Gilliam gave the cleric a dark look, and extended it past her to me. “You had a hand in this as well,” he said.
My part had been coaxing a flame from the pitiful pile of kindling and and few branches from the scrub we’d been able to scrounge from the trail as Pyrklist guided us to shelter from the steadily growing winds.
“You would prefer to sleep in wet leathers? Freeze once the night sets in?” Sera asked. “I did not have to tie off the weaves keeping the fire alight. They can easily be unknotted.”
“I don’t think he is entirely serious,” Varis said to the girl, setting a hand over hers as she raised them to manipulate her weaving.
“This brew was known in my home village,” the weaver said. “Those who refused it always developed the cough soon after. Some of them did not recover from it. Those who drank of this always recovered.” She took a deep sip from her cup, grimacing and shivering. Through the bracelet, I felt the trickle of displeasure beneath the glow of her sense of pride at being able to stomach the stuff.

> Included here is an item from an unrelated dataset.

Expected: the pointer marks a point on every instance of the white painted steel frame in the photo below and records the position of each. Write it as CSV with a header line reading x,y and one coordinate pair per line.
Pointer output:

“It is not so bad,” Demarra said, giving her cup a swirl. “Perhaps a bit more mint, though.”
Pyrklist alone drank without complaint, usually every time Aurora asked of him where he’d found the blue and green stones we’d thought were sapphires and emeralds.
The twins both refused the cups that Ana had offered them, but the cleric did not complain when she saw the pale glimmering of the white dragonstones at wrist and neck.